Tough week for Apple on the green front. It ran into a buzz saw of ridicule for its decision to withdraw from the EPEAT product registry (a move reversed on Friday), and now Greenpeace is saying the company’s ballyhooed ultra-green North Carolina data center amounts to “mostly talk and not enough walk.”
Greenpeace on Thursday did boost Apple’s “How Green Is Your Cloud?” score, moving it to 22.6 percent from the 15.3 percent the company received in April. That puts Apple well ahead of Amazon (13.5 percent) but a long way behind Dell (56.3 percent), Google (39.4 percent) and Facebook (36.4 percent), among others.
Apple was upgraded from Ds to Cs in the “Renewables and Advocacy” and “Energy Efficiency and Greenhouse Gas Mitigation” categories, and Greenpeace’s assessment of what proportion of coal energy Apple will use to “power its cloud” fell from 55.1 to 33.5 percent, and its nuclear energy reliance similarly tumbled, from 27.8 to 11.6 percent.

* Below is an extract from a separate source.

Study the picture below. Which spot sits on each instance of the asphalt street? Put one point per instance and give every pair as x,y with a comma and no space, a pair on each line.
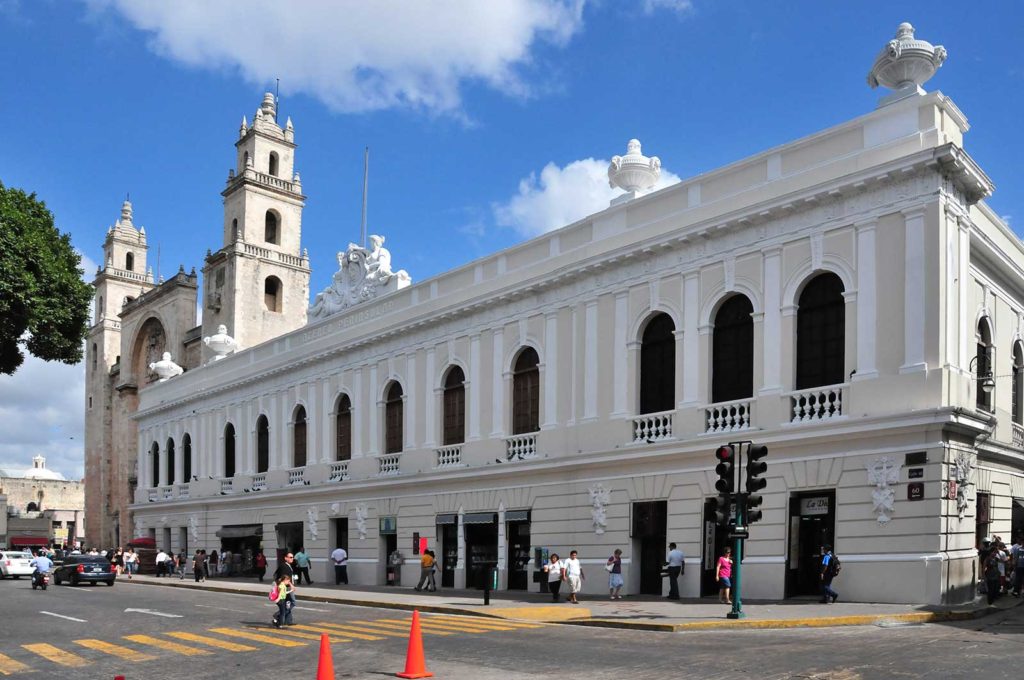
138,631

Still, Greenpeace seemed put off at what it perceived to be premature hosannas for Apple based on its 100 percent-renewable data center announcement.
“Apple got a lot of kudos and positive attention for its clean energy commitments in May, but it now must explain to its customers how it plans to fully eliminate its dirty energy sources, and should extend that policy to new data centres as its iCloud expands,” Greenpeace International Senior IT Analyst Gary Cook said in a statement.
At the heart of Greenpeace’s critique of Apple [PDF]: the company’s claim that more than 60 percent of the power that its Maiden, N.C., data center will use will be generated onsite from renewable sources. Greenpeace cast a skeptical eye on several counts.
First, Greenpeace wondered about the biogas Apple said it would use to power 24 fuel cells, capable of generating nearly 5 megawatts of power.
As is common practice, because biogas can be challenging to produce at specific locations, Apple will use what is known as “directed biogas” – that is, the fuel cells will run on natural gas, but Apple will pay to have biogas in the same volume added to the natural gas pipeline elsewhere. “That pipeline could even be across the country, but Apple will still be able to claim that their fuel cells are being renewably powered,” Greenpeace wrote, and it urged Apple to find an in-state source of biogas.
Greenpeace also nicked Apple for being unclear – and possibly disingenuous – about whether it would actually use the onsite energy it produced, and about what it would do with renewable energy credits it would receive for its renewables production.
Greenpeace noted that eBay, with a Utah data center, said it will use fuel cells as a primary energy source and turn to grid power only for backup. Meanwhile, Greenpeace wrote, “Apple may in fact be selling all of the electricity it generates from its solar panels and fuel cells back to Duke (Energy),” the local utility, at a premium over low industrial electricity rates.
Greenpeace also wondered if Apple was selling those renewable energy credits to Duke while taking public credit for its renewable energy production. That would amount to double counting. “If Apple wants to be able to claim full credit for its onsite renewable power, it should follow the example of Google and others by retiring the RECs, to prevent the renewable energy from being counted twice,” the group said.
In addition, Greenpeace had questions about the other 40 percent of the energy that will power the Apple data center even after all the renewables come online. Greenpeace suggested that Apple might not be doing enough to change Duke Energy’s generation profile because it — Apple — wasn’t being specific about the local renewables it was promising to purchase and, also, was apparently going to rely to some extent on the purchase of renewable energy credits.
This is a hard-line but not uncommon critique of the effectiveness of RECs: “If Apple was to rely primarily on REC purchases, it means that no less coal is burned by Duke Energy in North Carolina … and no more renewable energy is produced to power its cloud,” Greenpeace wrote. “RECs do not send a strong, long-term investment signal to energy providers that encourage them to bring more clean energy on the grid.”